So have a good one and know your not alone with mishaps. I have them all the time when I'm not focused on safety.


----------



## bernwood (Aug 19, 2010)

It's been a while since last checking this forum - I hope you've been making sawdust since your last post on this thread. Greg makes an interesting point about being focused and a CLEAN shop. I always keep my shop very clean and when I get visitors (even unannounced ones), they always comment on how clean my shop is. Why? Safety of course - a small wood chip can cause a piece of wood to rock which can lead to dangerous situations. Sawdust left on tools on a hot humid day can cause moister to be absorbed, rust tools and effect their performance. As a footnote, wood chips can cause inaccurate cuts…

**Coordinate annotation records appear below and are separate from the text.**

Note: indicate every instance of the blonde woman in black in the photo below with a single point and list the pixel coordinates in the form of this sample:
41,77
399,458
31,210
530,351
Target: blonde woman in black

As for your problems, why don't you use push sticks. I always have push sticks where your fingers were near the band saw. I make my own push sticks and the one I use the most has a long finger on it to keep the piece on the table, especially in rip cuts.

As for your dado cuts - why add shims when you could have simply moved the cut over a bit to re-cut one side only? That's what I do and I've never had a problem. Just be very careful in your measurements and markings. For example, I never mark accurate cuts with pencils because pencil marks are too thick. I have a marking knife (any knife will do), and after marking my line with that very thin knife blade, I very carefully place that mark on the edge of the saw blade that will make that cut. I fine tune all my cuts in this manner.


----------